Em janeiro de 2024, em declaração à agência de notícias AFP, ele atribuiu a Bolsonaro responsabilidade política sobre os atos de 8 de janeiro, e disse que a jurídica ainda estava em discussão.
“O que estava em jogo não era a dúvida que tivessem em relação à urna eletrônica. Era a busca de um pretexto para um caso de resultado desfavorável. Isso ficou muito evidente quando o Bolsonaro, depois do segundo turno, impugna o resultado das eleições só em relação as eleições presidenciais, e só onde ele havia perdido”, disse ele na mesma entrevista.

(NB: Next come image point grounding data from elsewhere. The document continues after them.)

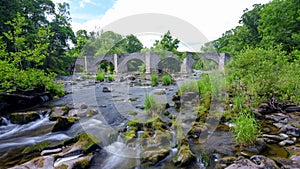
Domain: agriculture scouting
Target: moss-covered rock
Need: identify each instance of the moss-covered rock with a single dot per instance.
(225, 162)
(59, 111)
(44, 162)
(135, 124)
(197, 129)
(36, 148)
(166, 113)
(81, 144)
(156, 123)
(63, 123)
(91, 112)
(24, 117)
(154, 155)
(129, 135)
(184, 155)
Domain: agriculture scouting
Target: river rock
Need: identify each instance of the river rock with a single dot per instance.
(45, 162)
(225, 162)
(277, 117)
(3, 121)
(59, 111)
(293, 109)
(196, 130)
(296, 160)
(81, 144)
(274, 137)
(264, 162)
(63, 123)
(52, 151)
(154, 155)
(106, 89)
(190, 97)
(184, 155)
(258, 162)
(291, 130)
(284, 162)
(81, 162)
(24, 117)
(286, 142)
(257, 148)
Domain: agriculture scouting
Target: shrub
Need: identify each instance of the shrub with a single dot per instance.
(265, 74)
(154, 79)
(150, 102)
(111, 78)
(100, 76)
(166, 79)
(188, 87)
(204, 85)
(246, 129)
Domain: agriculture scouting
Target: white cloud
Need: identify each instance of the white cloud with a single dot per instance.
(61, 1)
(90, 25)
(83, 2)
(211, 17)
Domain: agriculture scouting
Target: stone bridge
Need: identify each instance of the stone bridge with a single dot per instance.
(152, 61)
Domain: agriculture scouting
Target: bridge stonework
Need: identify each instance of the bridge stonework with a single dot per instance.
(150, 59)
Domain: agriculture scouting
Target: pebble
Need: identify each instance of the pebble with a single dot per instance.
(286, 142)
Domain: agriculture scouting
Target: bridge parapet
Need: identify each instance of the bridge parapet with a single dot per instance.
(151, 61)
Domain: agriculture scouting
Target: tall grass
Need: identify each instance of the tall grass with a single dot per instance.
(154, 79)
(191, 86)
(246, 129)
(111, 77)
(150, 102)
(100, 76)
(166, 79)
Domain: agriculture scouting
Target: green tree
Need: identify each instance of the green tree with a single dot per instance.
(167, 43)
(19, 68)
(280, 23)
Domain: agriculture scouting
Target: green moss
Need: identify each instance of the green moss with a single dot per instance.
(36, 148)
(154, 79)
(63, 123)
(86, 141)
(82, 164)
(156, 123)
(166, 113)
(129, 135)
(133, 99)
(63, 166)
(184, 155)
(135, 124)
(133, 113)
(145, 134)
(166, 79)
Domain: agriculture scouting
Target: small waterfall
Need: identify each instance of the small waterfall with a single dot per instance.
(61, 160)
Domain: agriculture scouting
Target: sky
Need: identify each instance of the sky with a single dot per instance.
(211, 18)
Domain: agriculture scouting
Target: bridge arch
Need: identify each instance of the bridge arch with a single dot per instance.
(122, 66)
(169, 64)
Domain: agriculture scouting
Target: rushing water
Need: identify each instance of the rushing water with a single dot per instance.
(113, 112)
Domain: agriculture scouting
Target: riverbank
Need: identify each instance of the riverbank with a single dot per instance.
(121, 134)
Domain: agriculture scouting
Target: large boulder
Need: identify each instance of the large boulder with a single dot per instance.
(81, 144)
(255, 162)
(184, 155)
(155, 155)
(76, 163)
(24, 117)
(63, 123)
(44, 162)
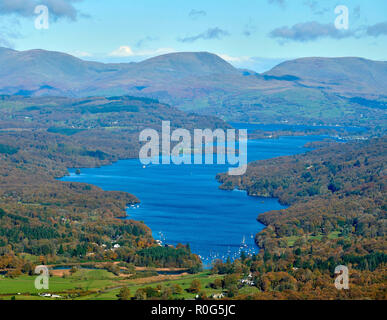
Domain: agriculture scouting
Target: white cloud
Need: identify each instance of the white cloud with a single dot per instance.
(81, 54)
(234, 59)
(123, 51)
(126, 51)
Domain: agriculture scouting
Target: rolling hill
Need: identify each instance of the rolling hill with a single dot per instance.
(347, 91)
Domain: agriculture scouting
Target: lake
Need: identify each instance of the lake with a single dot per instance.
(183, 204)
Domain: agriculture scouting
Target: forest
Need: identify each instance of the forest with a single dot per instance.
(62, 222)
(337, 214)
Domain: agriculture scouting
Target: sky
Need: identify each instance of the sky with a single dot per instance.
(253, 34)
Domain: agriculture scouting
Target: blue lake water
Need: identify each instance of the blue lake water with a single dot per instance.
(183, 204)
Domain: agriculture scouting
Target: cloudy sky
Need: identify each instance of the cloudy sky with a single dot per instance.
(252, 34)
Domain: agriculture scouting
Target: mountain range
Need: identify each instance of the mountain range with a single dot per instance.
(305, 90)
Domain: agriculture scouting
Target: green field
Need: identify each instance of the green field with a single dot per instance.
(88, 284)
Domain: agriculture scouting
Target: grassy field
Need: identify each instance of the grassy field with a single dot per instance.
(88, 284)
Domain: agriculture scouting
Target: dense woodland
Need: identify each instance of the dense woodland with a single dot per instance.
(337, 215)
(58, 222)
(336, 196)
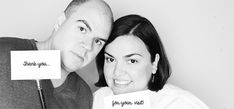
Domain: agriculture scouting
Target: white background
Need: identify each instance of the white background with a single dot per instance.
(198, 36)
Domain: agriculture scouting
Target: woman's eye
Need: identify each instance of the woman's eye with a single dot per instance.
(109, 59)
(98, 41)
(132, 61)
(82, 29)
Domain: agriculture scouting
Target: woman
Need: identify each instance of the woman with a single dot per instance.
(133, 60)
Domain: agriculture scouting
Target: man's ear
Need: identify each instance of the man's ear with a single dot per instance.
(155, 63)
(59, 21)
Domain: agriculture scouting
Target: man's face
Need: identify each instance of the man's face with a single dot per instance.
(81, 36)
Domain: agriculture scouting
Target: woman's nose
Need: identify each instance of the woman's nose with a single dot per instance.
(119, 70)
(88, 43)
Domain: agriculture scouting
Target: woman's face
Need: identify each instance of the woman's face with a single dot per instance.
(127, 67)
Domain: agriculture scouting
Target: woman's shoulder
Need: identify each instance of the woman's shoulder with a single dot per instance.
(175, 97)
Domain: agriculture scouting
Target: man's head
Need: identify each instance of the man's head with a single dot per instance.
(83, 33)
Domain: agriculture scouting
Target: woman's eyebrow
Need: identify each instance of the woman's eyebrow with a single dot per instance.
(108, 54)
(86, 24)
(130, 55)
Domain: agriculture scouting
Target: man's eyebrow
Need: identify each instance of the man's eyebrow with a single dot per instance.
(129, 55)
(108, 54)
(86, 23)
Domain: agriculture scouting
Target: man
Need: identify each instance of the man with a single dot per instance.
(79, 37)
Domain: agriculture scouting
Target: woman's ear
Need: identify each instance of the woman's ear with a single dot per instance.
(59, 21)
(155, 63)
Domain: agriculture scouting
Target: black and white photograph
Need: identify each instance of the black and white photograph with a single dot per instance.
(116, 54)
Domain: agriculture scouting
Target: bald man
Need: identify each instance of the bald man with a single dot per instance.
(79, 35)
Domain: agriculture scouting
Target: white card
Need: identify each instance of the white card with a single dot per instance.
(35, 64)
(135, 100)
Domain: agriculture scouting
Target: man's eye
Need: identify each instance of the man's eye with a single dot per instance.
(98, 41)
(109, 59)
(82, 29)
(132, 61)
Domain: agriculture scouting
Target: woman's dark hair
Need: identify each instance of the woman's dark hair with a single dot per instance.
(142, 28)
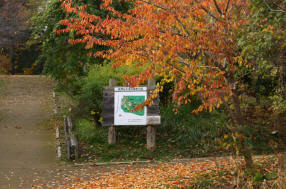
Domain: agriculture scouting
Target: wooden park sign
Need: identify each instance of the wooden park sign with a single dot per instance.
(118, 106)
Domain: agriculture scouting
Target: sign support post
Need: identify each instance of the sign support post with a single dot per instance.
(151, 132)
(111, 128)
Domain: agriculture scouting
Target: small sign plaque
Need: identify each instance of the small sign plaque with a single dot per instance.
(125, 101)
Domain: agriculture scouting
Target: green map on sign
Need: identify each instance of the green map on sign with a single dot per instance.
(129, 103)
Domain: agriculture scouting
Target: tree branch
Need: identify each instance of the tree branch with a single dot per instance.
(226, 7)
(217, 7)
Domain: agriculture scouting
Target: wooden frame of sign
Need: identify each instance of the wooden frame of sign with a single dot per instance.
(110, 119)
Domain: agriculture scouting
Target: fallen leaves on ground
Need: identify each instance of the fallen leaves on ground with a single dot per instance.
(223, 172)
(163, 175)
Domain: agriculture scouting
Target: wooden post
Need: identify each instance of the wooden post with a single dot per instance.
(151, 132)
(111, 129)
(151, 137)
(111, 135)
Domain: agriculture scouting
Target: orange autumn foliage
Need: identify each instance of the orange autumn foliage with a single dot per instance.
(191, 42)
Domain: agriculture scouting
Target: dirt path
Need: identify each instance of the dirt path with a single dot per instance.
(26, 138)
(27, 141)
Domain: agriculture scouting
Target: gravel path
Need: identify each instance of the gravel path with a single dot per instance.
(27, 141)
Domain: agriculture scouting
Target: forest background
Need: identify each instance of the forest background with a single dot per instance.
(219, 65)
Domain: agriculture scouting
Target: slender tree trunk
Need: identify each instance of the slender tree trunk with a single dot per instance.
(244, 149)
(12, 61)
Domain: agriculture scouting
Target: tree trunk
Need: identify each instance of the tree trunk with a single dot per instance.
(244, 149)
(12, 61)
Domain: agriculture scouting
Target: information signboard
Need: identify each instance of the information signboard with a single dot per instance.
(125, 101)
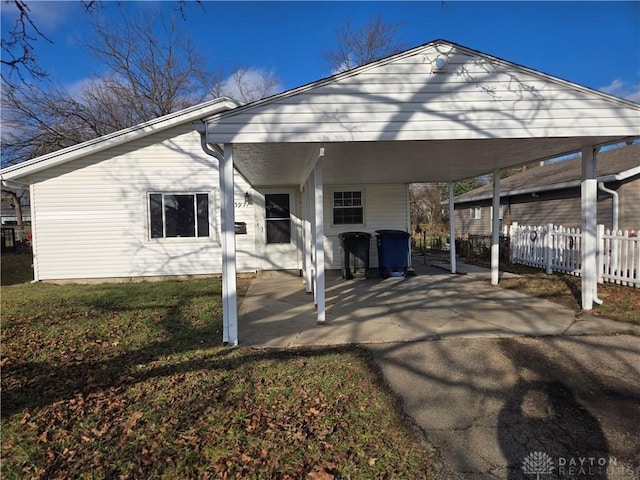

Cássio Casagrande, professor de direito constitucional da UFF (Universidade Federal Fluminense), avalia como graves falas públicas de Gilmar e outros ministros do STF sobre casos a serem julgados ou com opiniões que resvalam em questões políticas.
Especialista em direito comparado, ele ressalta que a postura contrasta com a de ministros da Suprema Corte dos Estados Unidos. “E lá não tem Loman [Lei Orgânica da Magistratura Nacional], é algo da própria tradição cultural”, afirma.
Casagrande lembra que a aclamada juíza da Suprema Corte americana Ruth Ginsburg divulgou nota dizendo-se arrependida após ter feito comentários negativos sobre Donald Trump, entre os quais um em tom jocoso de que, caso o marido dela estivesse vivo, iria querer se mudar para a Nova Zelândia se o republicano fosse eleito presidente.
“Nós ainda não encontramos um mecanismo institucional para inibir essas extravagâncias”, diz Casagrande.
Advogado e doutor pela UFMG (Universidade Federal de Minas Gerais), Eugênio Pacelli de Oliveira explica que não há previsão específica no Código de Processo Penal para declarar suspeito ou impedido um magistrado em decorrência de manifestações públicas sobre casos em andamento.
Por outro lado, afirma, condutas assim poderiam em tese ser classificadas como “incompatibilidade”, termo presente no Código de Processo Penal e mais aberto a interpretação.
Por outro lado, ele avalia que o fato de os casos de Bolsonaro comentados por Gilmar ainda estarem na fase de inquérito pode ser um argumento a favor do ministro, uma vez que a Lei Orgânica da Magistratura usa o termo “processo”, o que se referiria a uma ação penal, e não “investigação”.
Ele ressalta ainda que só o próprio Supremo poderia decidir por eventual afastamento de ministro em casos similares, já que a corte não está submetida ao controle do CNJ (Conselho Nacional de Justiça).